ヤマネコ-ノ-ツガイ【アッシュ】BANANAFISH
第14章 消えない傷
「っは…ぁ……はぁ」
『……う』
荒い呼吸で天井を見上げたままのクリスに、私は彼のシャツをクイッと引いた。
「……なに?」
『…っ…あ…』
いつものように口を開けて出された液体を見せる。
「うわ……やば」
『…っん、く』
ゴクンッと喉が重く鳴った。
「…え、」
『…っ…ごちそうさま、でした…』
再び口を開けると、クリスは信じられないものを見たかのように目を見開いた。
「…え…なに、してんの?」
『…?』
「っあ……Mr.ディックが言ってたのはこれ?…無理やりじゃなくて自主的に飲み込むなんて…っはは!これはオヤジ達は喜ぶかもね!俺は絶対にしたくないけど」
突然リードを引かれ目線を強制的に合わせさせられる。
『…ッう!』
「で?どう?
…俺の精子、美味しかった?」
『……』
私が何も答えられずにいると、クリスはそっかそれは良かったと馬鹿にしたように笑った。
「…そういえばアッシュも俺の飲んだことあったっけ」
『え?』
「お前が教えたの?いや、違うか…一緒に教わったとか?」
『う…ううん』
「ふーん…それにしてもさっきの表情すごかったね、咥えてるのが幸せ、みたいな随分トロけたえっろい目してたじゃん…俺の事“アスラン”とか呼んでたし…」
アスランにするようにと言われてその瞬間はものすごく戸惑っていたはずなのに、行為に夢中になってしまっていたことに罪悪感と後ろめたい気持ちがした。
「それにさ」
まだ何かを話そうとしているクリスの言葉を遮るように、部屋に電話のコールが響き渡った。クリスは面倒くさそうに立ち上がりガチャと電話に出た。

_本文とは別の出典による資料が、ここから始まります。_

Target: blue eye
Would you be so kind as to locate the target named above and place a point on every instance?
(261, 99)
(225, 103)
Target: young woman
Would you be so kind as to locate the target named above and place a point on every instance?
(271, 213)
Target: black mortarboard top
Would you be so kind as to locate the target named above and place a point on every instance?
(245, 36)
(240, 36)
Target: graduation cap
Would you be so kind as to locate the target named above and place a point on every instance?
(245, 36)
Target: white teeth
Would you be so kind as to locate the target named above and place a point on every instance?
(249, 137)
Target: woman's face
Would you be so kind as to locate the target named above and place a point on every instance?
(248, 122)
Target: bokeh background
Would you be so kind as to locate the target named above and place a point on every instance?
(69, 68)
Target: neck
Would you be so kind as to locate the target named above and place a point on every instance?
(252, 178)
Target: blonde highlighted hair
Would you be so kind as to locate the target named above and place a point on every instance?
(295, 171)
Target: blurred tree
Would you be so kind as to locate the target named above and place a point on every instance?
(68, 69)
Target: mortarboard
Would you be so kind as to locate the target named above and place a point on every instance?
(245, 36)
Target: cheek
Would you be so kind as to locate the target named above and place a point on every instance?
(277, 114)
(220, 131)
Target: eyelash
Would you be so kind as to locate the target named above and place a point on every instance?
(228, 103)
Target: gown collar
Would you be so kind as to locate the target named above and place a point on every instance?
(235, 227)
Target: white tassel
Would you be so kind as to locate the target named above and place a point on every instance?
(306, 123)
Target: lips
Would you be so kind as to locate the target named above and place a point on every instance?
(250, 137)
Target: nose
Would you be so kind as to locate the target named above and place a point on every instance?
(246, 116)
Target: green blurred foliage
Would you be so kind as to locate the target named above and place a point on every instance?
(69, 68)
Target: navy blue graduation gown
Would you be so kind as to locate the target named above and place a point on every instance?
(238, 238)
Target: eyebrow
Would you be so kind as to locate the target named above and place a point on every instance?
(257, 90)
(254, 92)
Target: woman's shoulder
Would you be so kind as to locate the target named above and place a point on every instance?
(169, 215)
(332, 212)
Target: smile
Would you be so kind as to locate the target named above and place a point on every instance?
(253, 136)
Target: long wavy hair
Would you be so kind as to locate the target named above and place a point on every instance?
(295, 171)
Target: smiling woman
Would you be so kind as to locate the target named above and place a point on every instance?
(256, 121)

「…はーい?…あ、…うん!あぁ…そうなんだ!わかった大丈夫、今出るとこだったから。うん、またね〜!」
誰だろ?
「お前のご主人様からだったよ、これからお出かけだからそろそろ帰ってこいってさ」
え…お出かけ?
急に決まったのかな
「…ホッとした顔しちゃってさ、ムカつくよね」
私はボソッと何かを口にしたクリスから逃げるようにドアへ駆け寄る。
…が、もう少しでドアというところで首が締まった。